The rebellion has long been sold as a multi-species affair, but allied aliens were sorely lacking in both A New Hope and The Empire Strikes Back, and were not even all that numerous in Return of the Jedi. I should hope that, going into the Sequel Trilogy, the underworld does not continue to have a monopoly on all the interesting alien background characters. Even the Empire could use a few: Legacy did give us alien stormtroopers, after all.
Aliens are almost certainly never going to replace humans as mainstream choices for protagonists, but that’s exactly as it should be. As colorful as diversity in alien species may make the universe, it should never be treated as a replacement or substitute for diversity in human characters.
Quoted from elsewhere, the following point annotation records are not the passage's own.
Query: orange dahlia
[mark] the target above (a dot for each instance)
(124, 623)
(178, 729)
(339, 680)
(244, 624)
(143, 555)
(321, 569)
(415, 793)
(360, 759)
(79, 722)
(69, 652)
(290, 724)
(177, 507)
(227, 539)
Aliens exist primarily to fulfill roles that are not entirely unlike furniture or wallpaper, and are there first and foremost to enhance the stories and experiences of humanity. Our first priority and guiding principle should always be to ask ourselves how we can make new alien species as interesting as possible for the heroes to engage with and for the audience to see.
We’ve come up with a lot of alien species over the years: some have been hits, others misses. Trandoshans and Wookiees and Duros and Sullustans and Mon Calamari managed to capture the imagination of authors and audiences alike and can now be found in just about any work or role, while one is rather less likely to encounter Shistavenen wolfmen or Pa’lowicks or Thisspiasians or Xexto outside of their most famous members, and I, for one, look forward to welcoming new additions to the galactic community as prominent as their predecessors. After all, there’s no longer any material to oppose the idea that new species might be as numerous or influential in the Senate as those we already know so well. The slate is still clean.
One thought to “Walking Carpet Weaving: Doing Aliens Right”
I’m going to start by saying that I completely agree with you about being glad to see the return of the bargain bin background aliens. There’s just something fun about them. That said, I do think that CGI combined with motion capture is at a place where you can make some completely out there alien characters looks incredibly realistic especially when you’ve got some as talented as Andy Serkis doing the mo-cap. His and Lupita’s characters definitely have the potential to break out of the ‘still humanoid in shape’ mold that we’ve seen so much with aliens in Star Wars. Obviously, it’s easier for comics and books to do this but I definitely think that films can pull it off too.